With appreciation to the chairmanship of Chairman Patty Murray, the budget we passed reduces our deficit and stabilizes our debt in a balanced, responsible way, relying on an equal mix of spending cuts and cuts to spending through the Tax Code, which is a balance of cuts and increased revenue through tax reform.
This first chart briefly shows we have made significant progress toward the Simpson-Bowles goal of $4 trillion in reduced Federal spending over the next 10 years. Our budget relies on these two next pieces, reducing loopholes, tax expenditures, and spending cuts. This is the balance I believe the American people called for in the last election.

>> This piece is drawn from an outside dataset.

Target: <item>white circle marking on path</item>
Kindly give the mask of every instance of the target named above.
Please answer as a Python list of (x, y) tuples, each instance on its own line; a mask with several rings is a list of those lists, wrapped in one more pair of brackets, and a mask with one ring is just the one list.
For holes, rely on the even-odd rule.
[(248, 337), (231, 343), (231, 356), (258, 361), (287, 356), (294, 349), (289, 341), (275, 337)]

Our budget promotes economic growth and job creation in the short term, makes critical investments in our competitiveness for the long term. It does all of this while putting a circle of protection around the most vulnerable in our society: children, low-income seniors, and the disabled.
Unfortunately, in my view the budget resolution passed by the House Budget Committee, led by Chairman Ryan, does not reflect these same values or this same balance. It is wildly unbalanced, relying only on spending cuts in order to achieve claims of enormous savings.

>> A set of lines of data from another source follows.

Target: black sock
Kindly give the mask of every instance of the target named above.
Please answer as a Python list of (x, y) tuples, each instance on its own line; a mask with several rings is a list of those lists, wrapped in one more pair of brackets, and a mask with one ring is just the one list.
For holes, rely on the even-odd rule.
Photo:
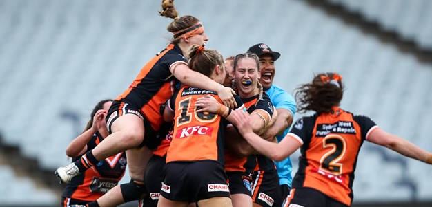
[(92, 167), (92, 166), (97, 164), (99, 161), (95, 157), (92, 151), (88, 151), (84, 155), (81, 159), (75, 161), (75, 165), (78, 167), (79, 173), (83, 173), (87, 169)]

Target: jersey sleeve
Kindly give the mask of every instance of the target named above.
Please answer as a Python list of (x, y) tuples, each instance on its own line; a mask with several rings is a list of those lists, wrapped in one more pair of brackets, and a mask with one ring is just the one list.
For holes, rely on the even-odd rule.
[(312, 137), (315, 120), (313, 117), (302, 117), (297, 120), (288, 135), (295, 138), (302, 145), (308, 143)]
[(167, 107), (166, 109), (169, 110), (170, 112), (173, 113), (175, 110), (175, 97), (177, 97), (178, 92), (179, 91), (175, 93), (174, 95), (173, 95), (171, 98), (168, 100), (168, 102), (166, 103)]
[(171, 69), (177, 64), (181, 63), (188, 65), (188, 60), (181, 54), (171, 50), (164, 56), (163, 64), (166, 64), (167, 68)]
[(237, 108), (235, 110), (241, 109), (243, 111), (246, 111), (246, 107), (243, 104), (243, 101), (242, 100), (242, 98), (239, 95), (234, 95), (234, 99), (235, 99), (235, 102), (237, 103)]
[(294, 100), (294, 97), (288, 92), (283, 90), (279, 91), (278, 94), (273, 97), (272, 102), (275, 105), (275, 107), (276, 107), (276, 109), (287, 109), (291, 113), (293, 117), (294, 117), (295, 110), (297, 110), (295, 100)]
[(265, 111), (267, 113), (268, 113), (270, 118), (272, 118), (273, 114), (273, 105), (270, 101), (270, 98), (268, 98), (267, 95), (263, 96), (261, 99), (258, 100), (255, 109)]
[(367, 140), (369, 135), (378, 127), (370, 118), (363, 115), (354, 116), (354, 120), (360, 126), (362, 139)]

Yet when you look closer--and we will turn to this in more detail later in this colloquy--the Ryan budget actually relies on a whole series of deceptive gimmicks, impossible arithmetic, and unrealistic assumptions. The only way to make the Ryan budget add up is to increase our deficit or to raise taxes on the middle class by as much as $3,000 a year.
In my view, the House Republican budget either fails the test of deficit reduction or fails the test of basic fairness. It also, I believe, fails the test of economic growth and would put us on a fast track to austerity.
Let me turn now, if I might, to my friend and colleague from the State of Maryland to ask for his further comments on the contrast between the budget we have adopted here in the Senate and the budget offered over in the House.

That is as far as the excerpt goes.